The UK manufacturing sector slipped into contraction in May, the first time it has done so since July 2016, according to the latest IHS Markit/CIPS UK Manufacturing Purchasing Managers’ Index (PMI), which fell from 53.1 in April to 49.4 in May (against the neutral reading of 50).
The PMI shows that new order inflows from both domestic and overseas sources deteriorated, with “the trend in production the weakest for past 34 months”.
Duncan Brock, group director at CIPS (www.cips.org
), said: “With one of the fastest-shrinking rates seen in six and a half years and the biggest drop since July 2016 – straight after the referendum result — based on this result, there is the likelihood of more bad news to come.

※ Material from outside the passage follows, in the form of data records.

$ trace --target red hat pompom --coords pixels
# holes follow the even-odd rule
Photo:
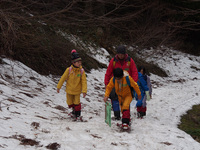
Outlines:
[[[73,49],[73,50],[71,51],[71,53],[76,53],[76,50],[75,50],[75,49]]]

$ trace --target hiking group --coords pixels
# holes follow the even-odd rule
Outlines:
[[[140,66],[138,69],[133,59],[126,53],[125,46],[116,48],[117,54],[110,60],[106,70],[104,84],[104,102],[111,99],[114,118],[121,120],[121,127],[128,129],[130,126],[130,103],[136,99],[137,116],[143,118],[146,115],[146,100],[150,100],[152,88],[146,69]],[[66,97],[71,115],[75,120],[81,120],[80,94],[83,97],[87,93],[87,79],[82,68],[81,58],[76,50],[71,52],[72,65],[68,67],[57,85],[57,92],[66,81]],[[121,117],[122,114],[122,117]]]

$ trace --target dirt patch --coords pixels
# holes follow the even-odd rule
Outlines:
[[[38,129],[40,127],[40,124],[38,122],[32,122],[31,126],[34,127],[34,129]]]

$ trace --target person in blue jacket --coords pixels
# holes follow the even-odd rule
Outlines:
[[[138,67],[138,82],[137,82],[142,99],[138,100],[137,95],[136,97],[136,107],[137,107],[137,116],[138,118],[143,118],[146,116],[147,106],[146,106],[146,100],[150,100],[152,95],[152,86],[150,77],[146,74],[146,69],[144,66]]]

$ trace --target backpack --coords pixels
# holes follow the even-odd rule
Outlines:
[[[113,60],[113,68],[115,67],[115,64],[116,64],[117,61],[118,61],[117,58],[114,57],[114,60]],[[128,62],[128,66],[130,66],[130,64],[131,64],[131,57],[128,56],[128,57],[126,58],[125,62]]]
[[[84,69],[81,68],[80,71],[81,71],[81,76],[82,76],[82,74],[83,74],[83,72],[84,72]],[[72,72],[72,66],[69,67],[69,74],[68,74],[68,77],[69,77],[69,75],[70,75],[71,72]]]
[[[131,90],[131,95],[132,95],[132,97],[134,97],[134,94],[133,94],[134,89],[133,89],[133,87],[131,86],[131,83],[130,83],[130,80],[129,80],[129,76],[126,76],[126,82],[127,82],[128,86],[129,86],[129,88],[130,88],[130,90]],[[115,84],[115,77],[113,77],[113,83]]]

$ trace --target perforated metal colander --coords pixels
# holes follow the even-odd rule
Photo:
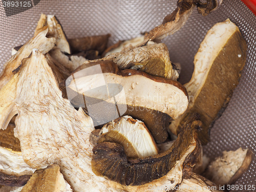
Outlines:
[[[110,33],[112,44],[160,24],[176,7],[176,2],[41,0],[33,8],[8,17],[0,2],[1,70],[11,56],[12,48],[32,36],[41,13],[56,15],[69,38]],[[11,14],[11,9],[9,11]],[[163,40],[169,48],[171,60],[181,64],[181,82],[186,82],[193,73],[194,57],[206,32],[227,18],[239,27],[245,39],[247,57],[240,82],[228,106],[211,130],[211,142],[204,147],[211,159],[224,150],[239,147],[249,148],[256,154],[256,16],[240,0],[223,0],[218,10],[206,17],[194,10],[180,30]],[[236,184],[256,185],[255,163],[254,158]]]

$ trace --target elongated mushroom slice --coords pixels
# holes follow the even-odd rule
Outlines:
[[[60,50],[57,48],[51,50],[49,54],[52,57],[68,69],[70,72],[73,71],[87,60],[82,56],[72,56],[71,57],[70,60],[68,56],[62,53]]]
[[[184,179],[182,183],[177,187],[178,190],[176,192],[219,192],[222,190],[218,190],[219,186],[209,181],[206,178],[193,173],[189,178]]]
[[[41,28],[32,38],[22,46],[5,64],[0,77],[0,89],[11,79],[13,76],[12,71],[21,64],[22,59],[29,56],[33,49],[38,49],[43,54],[48,52],[52,49],[54,46],[55,39],[47,38],[46,36],[48,32],[47,27]]]
[[[33,61],[35,59],[37,62]],[[68,100],[62,97],[45,56],[34,50],[16,74],[18,81],[15,101],[18,115],[15,132],[20,142],[24,160],[33,168],[58,164],[74,191],[144,191],[151,184],[176,185],[182,181],[183,162],[194,159],[197,153],[193,152],[200,151],[196,137],[189,137],[185,142],[183,139],[182,143],[187,147],[185,150],[179,148],[183,155],[180,161],[175,162],[171,172],[142,186],[123,186],[97,177],[91,168],[93,147],[89,137],[94,130],[92,120],[82,110],[76,110]],[[194,131],[193,129],[189,130]],[[177,172],[178,176],[174,174]]]
[[[118,144],[107,142],[98,144],[93,148],[92,170],[96,175],[123,185],[148,183],[148,187],[150,182],[157,183],[167,174],[173,177],[169,179],[176,186],[180,183],[182,177],[191,174],[201,151],[196,133],[200,124],[197,118],[191,118],[169,150],[143,158],[127,159],[123,147]],[[179,170],[174,171],[176,168]]]
[[[111,67],[115,65],[109,62]],[[69,99],[76,107],[86,108],[95,126],[130,115],[144,122],[157,143],[164,142],[169,123],[186,109],[185,89],[177,81],[140,71],[124,70],[122,75],[104,71],[114,68],[102,68],[103,64],[84,68],[67,79]]]
[[[196,6],[198,12],[206,16],[216,10],[222,2],[222,0],[207,0],[205,3],[201,3],[198,0],[178,0],[177,8],[164,17],[161,25],[150,31],[140,46],[151,40],[159,42],[166,36],[177,32],[185,24]]]
[[[210,163],[204,175],[218,185],[233,184],[248,169],[253,156],[251,150],[241,147],[225,151],[222,156]]]
[[[19,141],[14,135],[14,127],[9,124],[5,130],[0,130],[0,184],[23,186],[25,178],[29,179],[28,175],[35,169],[24,162]]]
[[[100,59],[84,62],[110,60],[115,62],[120,69],[131,67],[140,69],[149,74],[176,80],[178,72],[173,69],[169,52],[164,44],[150,42],[146,46],[130,50],[113,53]]]
[[[195,56],[192,78],[184,84],[189,97],[187,110],[170,124],[174,134],[179,133],[190,114],[197,112],[204,124],[199,137],[202,144],[208,142],[210,128],[227,107],[238,84],[246,56],[245,41],[229,19],[208,31]]]
[[[99,132],[99,130],[93,132]],[[158,154],[156,142],[144,123],[132,117],[121,117],[105,124],[97,134],[97,143],[112,142],[122,145],[127,157],[138,158]]]
[[[106,49],[102,55],[106,57],[112,53],[130,50],[141,44],[144,38],[144,35],[141,35],[129,40],[119,41]]]
[[[53,15],[41,14],[35,31],[36,34],[40,28],[47,26],[49,29],[48,37],[55,37],[56,46],[62,52],[71,53],[70,48],[60,23]]]
[[[74,53],[93,50],[98,51],[101,54],[106,48],[110,36],[108,34],[69,39],[68,40],[72,52]]]
[[[37,170],[23,187],[22,192],[67,191],[66,183],[58,165]]]

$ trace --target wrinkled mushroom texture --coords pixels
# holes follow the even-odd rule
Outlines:
[[[164,44],[150,42],[143,47],[113,53],[100,59],[87,61],[84,63],[102,60],[112,60],[120,69],[132,67],[152,75],[174,80],[179,77],[178,72],[173,68],[168,48]]]
[[[98,132],[98,130],[95,131]],[[156,142],[145,124],[131,116],[121,117],[105,124],[97,136],[97,143],[108,141],[122,145],[128,158],[158,154]]]
[[[63,52],[70,54],[71,51],[69,42],[67,40],[61,25],[56,16],[53,15],[46,15],[44,14],[41,14],[35,30],[35,34],[38,32],[40,28],[45,26],[47,26],[49,29],[47,36],[55,38],[55,44],[57,48]]]
[[[210,163],[204,175],[218,185],[232,185],[248,169],[254,155],[241,147],[222,153]]]
[[[206,16],[216,10],[222,3],[222,0],[207,0],[206,3],[201,3],[199,1],[197,5],[197,10],[203,16]]]
[[[31,176],[21,192],[72,191],[60,172],[58,165],[48,165],[37,170]]]
[[[206,178],[193,173],[189,179],[184,179],[176,192],[218,192],[219,186]]]
[[[52,49],[55,39],[47,38],[46,36],[48,32],[47,27],[38,30],[38,32],[5,64],[0,77],[0,89],[11,79],[13,76],[12,71],[20,65],[22,59],[29,56],[33,49],[38,49],[43,54]]]
[[[141,44],[144,38],[144,35],[141,35],[129,40],[119,41],[106,49],[102,55],[106,57],[112,53],[130,50]]]
[[[111,62],[100,65],[100,73],[95,72],[94,68],[87,68],[69,77],[66,80],[69,99],[76,107],[86,108],[95,126],[130,115],[145,123],[157,143],[164,142],[168,136],[168,123],[186,109],[186,90],[177,81],[140,71],[124,70],[122,75],[111,73],[106,69],[115,70],[115,63]],[[89,64],[82,66],[87,65]],[[94,67],[98,69],[99,66]]]
[[[118,144],[102,142],[93,148],[92,167],[98,176],[105,177],[123,185],[141,185],[157,182],[166,174],[176,177],[169,180],[175,184],[181,177],[191,170],[201,152],[197,130],[201,125],[198,117],[191,118],[186,123],[173,145],[166,152],[143,158],[127,159],[123,147]],[[188,153],[187,153],[187,152]],[[185,157],[185,158],[184,158]],[[179,171],[173,172],[177,167]],[[148,185],[147,185],[148,186]]]
[[[14,98],[18,74],[15,74],[0,89],[0,129],[5,130],[11,119],[17,114]]]
[[[142,186],[121,185],[92,172],[93,146],[89,138],[94,130],[93,121],[81,109],[76,110],[62,97],[45,56],[34,50],[16,75],[18,81],[15,104],[18,115],[14,134],[20,141],[24,161],[31,167],[59,165],[75,191],[144,191],[148,184],[169,185],[170,180],[175,180],[174,185],[181,182],[182,162],[195,150],[195,141],[181,161],[177,162],[165,176]],[[179,173],[178,178],[175,172]]]
[[[150,40],[159,42],[178,31],[184,26],[196,6],[199,13],[206,16],[216,10],[222,2],[222,0],[207,0],[205,3],[201,3],[199,0],[178,0],[177,8],[164,17],[161,25],[150,31],[141,46]]]
[[[68,39],[74,53],[90,50],[98,51],[101,54],[106,49],[110,34]]]
[[[172,122],[171,131],[178,134],[189,114],[200,114],[202,144],[209,139],[209,130],[227,106],[238,84],[245,63],[246,44],[238,27],[228,19],[207,32],[195,56],[192,77],[184,84],[188,93],[188,109]]]

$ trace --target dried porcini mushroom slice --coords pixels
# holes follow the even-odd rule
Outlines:
[[[222,3],[222,0],[207,0],[206,3],[199,1],[197,5],[197,10],[203,16],[206,16],[217,9]]]
[[[141,71],[126,70],[121,71],[122,75],[115,74],[115,64],[109,61],[109,66],[103,67],[103,62],[107,61],[77,70],[67,79],[69,99],[76,107],[87,108],[95,126],[130,115],[144,122],[157,143],[164,142],[169,123],[186,109],[185,89],[177,81]]]
[[[178,134],[189,114],[200,114],[203,130],[199,133],[202,144],[209,140],[209,130],[220,117],[238,84],[245,63],[246,44],[235,24],[227,19],[207,32],[195,56],[195,69],[184,84],[189,104],[180,118],[172,122],[171,131]]]
[[[169,150],[143,158],[127,159],[122,146],[117,143],[105,142],[98,144],[93,150],[92,169],[96,175],[123,185],[141,185],[148,183],[148,187],[151,182],[157,183],[159,179],[164,179],[162,177],[174,174],[175,179],[172,181],[172,184],[176,186],[180,183],[182,177],[191,174],[201,151],[197,134],[200,125],[198,117],[191,117]],[[179,170],[174,173],[176,168]],[[170,183],[170,181],[169,179]]]
[[[93,50],[101,54],[106,49],[110,36],[110,34],[107,34],[69,39],[68,41],[73,53]]]
[[[58,164],[75,191],[89,186],[103,190],[111,187],[108,181],[95,179],[91,170],[92,120],[62,97],[46,57],[34,50],[16,75],[15,132],[26,163],[33,168]]]
[[[197,175],[192,174],[189,178],[184,179],[182,180],[178,190],[176,192],[219,192],[222,191],[218,190],[218,186],[206,178]]]
[[[21,192],[59,192],[67,191],[67,189],[66,183],[60,172],[59,166],[53,164],[45,169],[36,170]]]
[[[5,130],[0,130],[0,184],[5,185],[21,183],[18,180],[24,178],[18,177],[32,175],[35,170],[23,160],[19,141],[14,135],[14,127],[15,125],[9,124]],[[11,179],[10,183],[8,179]]]
[[[143,122],[125,116],[106,124],[97,134],[97,143],[111,142],[122,145],[130,158],[138,158],[158,154],[156,144]]]
[[[141,35],[129,40],[124,41],[119,40],[116,44],[114,44],[106,49],[102,54],[102,55],[104,57],[106,57],[112,53],[132,49],[141,44],[144,41],[144,38],[145,36],[144,35]]]
[[[33,49],[38,49],[43,54],[52,49],[55,39],[55,38],[47,38],[48,32],[47,27],[38,30],[37,33],[5,64],[0,77],[0,89],[11,79],[13,76],[12,71],[20,65],[22,59],[29,56]]]
[[[148,43],[146,46],[111,54],[100,59],[89,60],[84,63],[110,60],[115,62],[119,69],[131,67],[139,69],[152,75],[176,80],[178,72],[173,69],[169,52],[164,44]]]
[[[161,25],[150,31],[141,45],[151,40],[159,42],[179,30],[185,24],[196,6],[198,12],[206,16],[216,9],[222,2],[222,0],[207,0],[205,3],[201,3],[199,0],[178,0],[177,8],[164,17]]]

Supply chain managers voiced their deep anxieties over Brexit’s continuing impact, as some supply chains were redirected away from the UK, resulting in a drop in total new orders for the first time since October.
“Clients in Europe and Asia were particularly reluctant to commit to new business across all sectors, but the intermediate sector (this relates to materials or items that are the final product of a process but are then used in the production of some other goods) suffered the worst fall in seven years, as the pipeline of work dried up.
“It has now become obvious that the stockpiling activities of the last few months were propping up the sector’s performance.”
Lee Collinson — head of manufacturing, transport and logistics at Barclays Corporate Banking — said: “The Manufacturing PMI came in well below expectations in May, posting the first fall in almost three years.
“We thought we might get a couple more months’ grace before the figure crossed the 50 threshold, but while the scale of the shift is more significant than anticipated, it was clear we were going to experience a dip sooner or later, as some of the stockpiling that took place earlier in the year began to unwind.
"Manufacturers have been warning for some time that they are trying to navigate a number of headwinds, and the hard-to-predict Brexit negotiations have certainly made investment decisions more difficult, with falling car production indicative of the issues being faced.
“It’s not all about Brexit though, with weaker global demand already taking a bite out of exports.
“Reassuringly, there is a note of optimism looking further ahead, with half of manufacturers expecting their output to be higher a year from now, and only 7% expecting a contraction.
“Manufacturers are right to retain this outlook, as they have weathered tricky circumstances before, but much will depend on how the twin challenges of Brexit and wider global trade dynamics are resolved.”